Elimde sıcak kahve kupası üzerimde bir kürk ile bahçede oturuyordum. O sırada telefonum çaldı. Arayan kişiyi tanımıyordum. Telefondaki kişi tam olarak şöyle dedi "Seni görebiliyorum şuan bahçedesin. " Bunu duyunca ürperdim ve refleks olarak bir anda etrafıma bakmaya başladım ve tabiiki de kimse yoktu. Korktuğum ve biraz da üşümeye başladığım için eve girdim. Pijamalarımı giyip yatağın içine girdim ve telefonumu incelemeye başladım. Ve bir mesaj gördüm. Mesaj aynen şöyleydi ' Yarın sabah saat 8'de seni kafeteryanın önünde bekliyorum. ' Mesaj çok yakın bir arkadaşımdan gelmişti. Arkadaşımın adı Efsun'du ve liseden beri çok yakın arkadaştık. Yaklaşık olarak 5 senedir arkadaştık. İkimizde çok iyi anlaşıyorduk, hiç bir zaman kavga etmezdik. Arada sırada tartıştığımız olurdu tabii ama aramızda konuşup anlaşırdık. Efsun'u onaylayıp uyudum.
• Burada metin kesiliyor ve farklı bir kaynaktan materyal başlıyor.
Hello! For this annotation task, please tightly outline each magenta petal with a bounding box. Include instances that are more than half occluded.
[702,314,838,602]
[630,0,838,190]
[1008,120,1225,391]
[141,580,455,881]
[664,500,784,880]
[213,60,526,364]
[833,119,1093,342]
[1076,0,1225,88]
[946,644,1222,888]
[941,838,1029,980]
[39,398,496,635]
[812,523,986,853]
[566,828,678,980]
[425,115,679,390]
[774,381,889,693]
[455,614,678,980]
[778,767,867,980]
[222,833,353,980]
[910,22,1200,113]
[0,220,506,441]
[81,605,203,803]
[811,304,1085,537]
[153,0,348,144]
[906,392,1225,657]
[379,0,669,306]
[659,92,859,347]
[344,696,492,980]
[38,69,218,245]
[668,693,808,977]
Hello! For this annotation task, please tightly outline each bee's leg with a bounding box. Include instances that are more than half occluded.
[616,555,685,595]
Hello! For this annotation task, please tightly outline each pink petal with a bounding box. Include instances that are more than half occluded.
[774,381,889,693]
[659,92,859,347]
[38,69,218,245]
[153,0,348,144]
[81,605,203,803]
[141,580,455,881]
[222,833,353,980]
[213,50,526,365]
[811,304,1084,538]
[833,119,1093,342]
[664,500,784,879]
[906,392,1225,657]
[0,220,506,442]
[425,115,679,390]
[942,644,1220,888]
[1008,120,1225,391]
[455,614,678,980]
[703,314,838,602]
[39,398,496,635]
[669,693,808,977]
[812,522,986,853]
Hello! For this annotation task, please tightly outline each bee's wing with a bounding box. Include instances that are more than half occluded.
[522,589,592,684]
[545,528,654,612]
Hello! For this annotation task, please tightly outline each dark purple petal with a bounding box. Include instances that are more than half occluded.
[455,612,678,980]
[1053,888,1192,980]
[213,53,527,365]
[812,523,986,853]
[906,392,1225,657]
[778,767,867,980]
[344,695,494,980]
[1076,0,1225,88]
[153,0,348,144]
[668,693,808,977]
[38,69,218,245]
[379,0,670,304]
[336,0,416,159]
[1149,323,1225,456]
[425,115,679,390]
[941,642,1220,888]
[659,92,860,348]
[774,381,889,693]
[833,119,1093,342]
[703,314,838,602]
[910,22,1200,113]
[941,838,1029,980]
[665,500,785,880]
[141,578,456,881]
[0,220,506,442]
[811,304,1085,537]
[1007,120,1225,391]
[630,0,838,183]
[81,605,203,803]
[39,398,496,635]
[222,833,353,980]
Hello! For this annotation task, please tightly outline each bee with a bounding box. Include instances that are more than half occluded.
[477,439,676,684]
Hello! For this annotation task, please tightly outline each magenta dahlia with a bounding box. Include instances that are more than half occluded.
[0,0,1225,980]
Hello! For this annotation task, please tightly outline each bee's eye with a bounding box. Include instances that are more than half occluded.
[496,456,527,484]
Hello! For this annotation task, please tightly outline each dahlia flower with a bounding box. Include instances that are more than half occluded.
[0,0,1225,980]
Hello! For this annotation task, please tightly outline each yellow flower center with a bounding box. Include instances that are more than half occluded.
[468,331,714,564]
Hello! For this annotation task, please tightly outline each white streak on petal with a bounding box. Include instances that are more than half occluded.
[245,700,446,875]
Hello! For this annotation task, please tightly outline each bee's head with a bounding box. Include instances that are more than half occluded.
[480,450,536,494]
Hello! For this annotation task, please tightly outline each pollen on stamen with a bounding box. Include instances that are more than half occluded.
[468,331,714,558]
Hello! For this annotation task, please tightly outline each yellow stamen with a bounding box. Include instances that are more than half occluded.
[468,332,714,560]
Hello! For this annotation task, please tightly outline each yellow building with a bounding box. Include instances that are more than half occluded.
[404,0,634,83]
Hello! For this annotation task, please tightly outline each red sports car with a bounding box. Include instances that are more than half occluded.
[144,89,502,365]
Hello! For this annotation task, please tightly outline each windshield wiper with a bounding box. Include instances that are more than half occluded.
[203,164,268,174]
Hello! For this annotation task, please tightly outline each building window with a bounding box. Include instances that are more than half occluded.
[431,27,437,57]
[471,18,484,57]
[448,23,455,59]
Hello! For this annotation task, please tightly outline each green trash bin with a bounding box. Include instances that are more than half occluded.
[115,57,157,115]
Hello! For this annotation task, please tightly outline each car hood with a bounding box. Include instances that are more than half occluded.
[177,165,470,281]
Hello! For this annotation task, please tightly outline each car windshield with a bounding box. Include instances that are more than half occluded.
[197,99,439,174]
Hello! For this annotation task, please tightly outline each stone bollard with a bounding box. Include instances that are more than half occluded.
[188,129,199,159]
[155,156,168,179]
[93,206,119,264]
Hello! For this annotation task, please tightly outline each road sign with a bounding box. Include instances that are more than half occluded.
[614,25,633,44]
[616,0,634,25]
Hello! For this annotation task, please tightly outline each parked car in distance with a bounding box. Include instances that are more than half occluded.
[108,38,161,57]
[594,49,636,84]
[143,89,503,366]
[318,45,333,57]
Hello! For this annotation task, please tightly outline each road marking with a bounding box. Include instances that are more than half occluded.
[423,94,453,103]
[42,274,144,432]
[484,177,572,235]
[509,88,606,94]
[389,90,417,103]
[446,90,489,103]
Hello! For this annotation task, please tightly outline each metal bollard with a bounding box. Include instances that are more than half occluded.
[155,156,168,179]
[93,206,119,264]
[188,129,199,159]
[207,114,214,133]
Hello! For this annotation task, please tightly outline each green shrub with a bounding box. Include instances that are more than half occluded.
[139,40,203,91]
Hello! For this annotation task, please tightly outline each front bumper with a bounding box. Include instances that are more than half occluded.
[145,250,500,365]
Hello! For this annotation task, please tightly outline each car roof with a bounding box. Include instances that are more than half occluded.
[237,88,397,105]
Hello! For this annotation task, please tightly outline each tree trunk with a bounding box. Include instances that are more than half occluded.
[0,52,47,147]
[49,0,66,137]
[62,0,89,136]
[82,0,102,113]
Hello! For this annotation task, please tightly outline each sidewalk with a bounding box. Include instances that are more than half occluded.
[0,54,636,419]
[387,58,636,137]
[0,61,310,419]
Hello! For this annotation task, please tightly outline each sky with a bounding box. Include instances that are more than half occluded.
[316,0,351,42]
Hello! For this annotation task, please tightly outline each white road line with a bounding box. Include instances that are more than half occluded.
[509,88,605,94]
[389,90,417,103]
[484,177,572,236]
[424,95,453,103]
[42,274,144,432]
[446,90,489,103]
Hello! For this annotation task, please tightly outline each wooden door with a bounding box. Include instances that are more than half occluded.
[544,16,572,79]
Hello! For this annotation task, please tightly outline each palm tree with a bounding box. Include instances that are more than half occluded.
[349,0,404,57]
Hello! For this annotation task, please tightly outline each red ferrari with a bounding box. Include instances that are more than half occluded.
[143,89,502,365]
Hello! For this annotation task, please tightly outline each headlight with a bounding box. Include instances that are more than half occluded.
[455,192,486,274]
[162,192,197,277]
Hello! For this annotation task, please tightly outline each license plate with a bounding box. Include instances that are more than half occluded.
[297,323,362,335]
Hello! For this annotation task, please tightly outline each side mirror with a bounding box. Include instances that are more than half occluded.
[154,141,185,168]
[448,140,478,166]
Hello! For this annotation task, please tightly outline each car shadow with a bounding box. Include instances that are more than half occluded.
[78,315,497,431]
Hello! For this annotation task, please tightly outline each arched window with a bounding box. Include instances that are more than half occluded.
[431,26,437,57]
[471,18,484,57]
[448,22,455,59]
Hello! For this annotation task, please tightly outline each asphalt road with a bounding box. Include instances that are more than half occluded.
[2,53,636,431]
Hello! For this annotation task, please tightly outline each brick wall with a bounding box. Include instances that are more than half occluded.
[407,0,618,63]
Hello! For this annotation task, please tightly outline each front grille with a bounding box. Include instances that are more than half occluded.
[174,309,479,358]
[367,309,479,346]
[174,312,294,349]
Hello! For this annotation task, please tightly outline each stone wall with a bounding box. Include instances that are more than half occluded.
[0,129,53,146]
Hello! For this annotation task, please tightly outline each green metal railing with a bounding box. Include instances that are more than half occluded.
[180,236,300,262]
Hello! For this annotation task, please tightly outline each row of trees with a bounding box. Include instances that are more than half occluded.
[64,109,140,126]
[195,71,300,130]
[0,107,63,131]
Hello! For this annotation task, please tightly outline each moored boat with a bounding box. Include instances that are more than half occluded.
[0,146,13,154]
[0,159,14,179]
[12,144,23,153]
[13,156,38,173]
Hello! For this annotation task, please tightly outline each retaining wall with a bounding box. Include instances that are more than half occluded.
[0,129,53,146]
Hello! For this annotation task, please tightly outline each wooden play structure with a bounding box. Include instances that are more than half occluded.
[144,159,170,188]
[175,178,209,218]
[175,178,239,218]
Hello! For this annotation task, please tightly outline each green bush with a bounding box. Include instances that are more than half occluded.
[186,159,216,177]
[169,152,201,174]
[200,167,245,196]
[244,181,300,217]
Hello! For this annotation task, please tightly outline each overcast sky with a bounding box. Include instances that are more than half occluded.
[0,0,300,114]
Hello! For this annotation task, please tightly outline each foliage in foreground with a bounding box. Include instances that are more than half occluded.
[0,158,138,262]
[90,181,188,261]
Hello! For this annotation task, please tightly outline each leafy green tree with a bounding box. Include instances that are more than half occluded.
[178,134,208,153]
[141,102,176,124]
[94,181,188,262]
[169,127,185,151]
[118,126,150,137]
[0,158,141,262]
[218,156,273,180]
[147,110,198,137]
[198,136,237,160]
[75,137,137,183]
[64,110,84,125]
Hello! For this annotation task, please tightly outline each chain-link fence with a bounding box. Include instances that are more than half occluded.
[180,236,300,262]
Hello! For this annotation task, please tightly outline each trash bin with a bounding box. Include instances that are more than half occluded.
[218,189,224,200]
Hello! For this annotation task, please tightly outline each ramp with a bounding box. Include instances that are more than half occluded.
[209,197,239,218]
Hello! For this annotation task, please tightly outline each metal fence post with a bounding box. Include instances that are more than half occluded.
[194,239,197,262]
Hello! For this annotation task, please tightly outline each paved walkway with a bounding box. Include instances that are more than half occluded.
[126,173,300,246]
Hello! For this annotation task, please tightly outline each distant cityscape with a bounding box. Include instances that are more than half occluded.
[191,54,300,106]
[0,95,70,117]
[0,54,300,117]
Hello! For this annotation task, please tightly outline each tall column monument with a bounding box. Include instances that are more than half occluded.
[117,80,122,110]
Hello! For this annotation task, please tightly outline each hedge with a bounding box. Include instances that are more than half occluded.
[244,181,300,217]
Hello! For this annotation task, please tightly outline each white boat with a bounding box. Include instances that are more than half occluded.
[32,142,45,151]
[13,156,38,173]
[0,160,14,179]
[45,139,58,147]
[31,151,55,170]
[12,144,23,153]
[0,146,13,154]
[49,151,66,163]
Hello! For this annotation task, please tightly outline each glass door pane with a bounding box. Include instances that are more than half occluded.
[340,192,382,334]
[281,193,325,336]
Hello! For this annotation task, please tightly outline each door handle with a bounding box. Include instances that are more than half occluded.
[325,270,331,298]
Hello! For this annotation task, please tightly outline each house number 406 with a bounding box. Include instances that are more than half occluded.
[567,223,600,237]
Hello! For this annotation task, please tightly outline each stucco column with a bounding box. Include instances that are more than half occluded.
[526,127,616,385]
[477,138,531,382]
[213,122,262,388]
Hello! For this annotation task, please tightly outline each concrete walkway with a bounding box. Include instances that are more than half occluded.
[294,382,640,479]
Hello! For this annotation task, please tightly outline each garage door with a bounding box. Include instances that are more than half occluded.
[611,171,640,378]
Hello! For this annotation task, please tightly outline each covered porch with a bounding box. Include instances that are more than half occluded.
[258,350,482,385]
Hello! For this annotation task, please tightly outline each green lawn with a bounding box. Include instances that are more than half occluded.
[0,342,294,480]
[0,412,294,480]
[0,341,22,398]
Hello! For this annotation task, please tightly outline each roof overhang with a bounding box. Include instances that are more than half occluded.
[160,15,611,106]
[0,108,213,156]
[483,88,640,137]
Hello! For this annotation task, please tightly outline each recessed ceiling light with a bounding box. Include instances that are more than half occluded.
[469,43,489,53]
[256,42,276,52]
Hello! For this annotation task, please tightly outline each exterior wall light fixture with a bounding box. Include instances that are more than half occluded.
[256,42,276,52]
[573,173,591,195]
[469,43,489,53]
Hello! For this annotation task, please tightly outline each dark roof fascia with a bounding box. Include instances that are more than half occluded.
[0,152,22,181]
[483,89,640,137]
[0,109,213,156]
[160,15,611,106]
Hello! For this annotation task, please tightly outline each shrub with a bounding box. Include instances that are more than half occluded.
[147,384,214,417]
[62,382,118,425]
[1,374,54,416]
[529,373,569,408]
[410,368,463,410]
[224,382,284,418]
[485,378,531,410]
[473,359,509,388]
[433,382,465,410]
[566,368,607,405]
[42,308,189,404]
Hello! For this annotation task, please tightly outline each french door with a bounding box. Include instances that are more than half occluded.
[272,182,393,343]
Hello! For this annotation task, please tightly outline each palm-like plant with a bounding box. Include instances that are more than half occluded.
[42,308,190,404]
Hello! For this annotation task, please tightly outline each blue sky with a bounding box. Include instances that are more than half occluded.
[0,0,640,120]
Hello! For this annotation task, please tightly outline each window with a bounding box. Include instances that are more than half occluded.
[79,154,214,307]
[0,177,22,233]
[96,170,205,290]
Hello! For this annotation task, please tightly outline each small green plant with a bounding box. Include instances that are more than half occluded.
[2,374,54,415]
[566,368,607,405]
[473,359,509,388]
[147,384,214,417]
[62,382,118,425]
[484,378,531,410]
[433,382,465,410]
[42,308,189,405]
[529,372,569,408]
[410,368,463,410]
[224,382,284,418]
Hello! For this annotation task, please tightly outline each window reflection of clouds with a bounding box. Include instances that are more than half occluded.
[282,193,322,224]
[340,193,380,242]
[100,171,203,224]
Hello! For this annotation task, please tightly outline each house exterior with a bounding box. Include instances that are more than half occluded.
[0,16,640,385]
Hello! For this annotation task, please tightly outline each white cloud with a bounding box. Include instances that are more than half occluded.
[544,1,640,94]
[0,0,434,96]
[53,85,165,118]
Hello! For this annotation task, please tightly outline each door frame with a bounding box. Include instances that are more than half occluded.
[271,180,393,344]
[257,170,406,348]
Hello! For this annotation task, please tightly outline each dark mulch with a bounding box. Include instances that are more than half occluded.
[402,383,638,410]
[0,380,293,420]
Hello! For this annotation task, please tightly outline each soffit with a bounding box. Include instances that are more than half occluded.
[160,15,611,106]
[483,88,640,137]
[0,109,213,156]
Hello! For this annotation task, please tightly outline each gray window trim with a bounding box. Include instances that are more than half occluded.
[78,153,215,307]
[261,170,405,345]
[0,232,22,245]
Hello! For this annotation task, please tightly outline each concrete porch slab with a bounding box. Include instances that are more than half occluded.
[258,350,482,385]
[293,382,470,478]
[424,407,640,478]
Sabah erkenden kalkıp hazırlandım. Okula geç kalmayı hiç sevmezdim. Evden çıkıp otobüs durağının yanına gittim. Duraktaki insanlar bana çok tuhaf bakıyorlardı. Aldırış etmedim ve otobüse bindim. Otobüse bindiğim gibi boş bir yere oturdum ve telefonum ile ilgilenmeye başladım. Bir süre sonra otobüs durdu ve indim. Okul binasına girdim ve kafeterya ya inip Efsun'u aramaya başladım. İşte oradaydı bir vişne suyu almış içerek beni bekliyordu. Çok telaşlı ve korkmuş görünüyordu.Beni görünce telaşla ayağa kalktı ve koşarak bana sarıldı. Dudaklarını kulağıma yaklaştırıp " İyi ki geldin seni çok özledim. " dedi. Halbuki daha iki gün önce beraberdik. Böyle dedikten sonra birşeylerin ters gittiğini anladım. Ayrıldıktan sonra bende bir sandalye çekip Efsun'un yanına oturdum ve ona ne olduğunu sordum. Efsun bana Bora'nın dün gece ona tehdit mesajları attığını söyleyince kulaklarıma inanamadım. Çünkü Bora benim çocukluk arkadaşımdı ve aynı zamanda Efsun'un da eski sevgilisiydi. Efsun bir süre önce okuduğu bölümün sınavı yaklaştığı için Bora'ya ondan ayrılmak istediğini söylemişti. Bora'da bunun kendisi için herhangi bir sorun teşkil etmediğini ve ayrılabileceklerini söylemişti. Ya da bu sadece Efsun'un bana söylediği taraftı. Birde bu olayın belki daha karanlık bir yanı vardı. Ama Efsun bana bunu söylemiyordu. Aslında benden hiçbir şey saklamazdı.

Yaklaşık olarak bir saat sonra yanımıza Danla geldi. Danla benim yan sınıftan arkadaşımdı. Masmavi gözleri vardı. Saçları hafif kumral ve dalgalıydı. Dudağının kenarında bir tane piercing vardı. Bu da onu çok havalı gösteriyordu. Onu görünce ayağa kalkarak " Hoşgeldin. " diyerek ona sarıldım. Hep birlikte oturup sohbet ettik.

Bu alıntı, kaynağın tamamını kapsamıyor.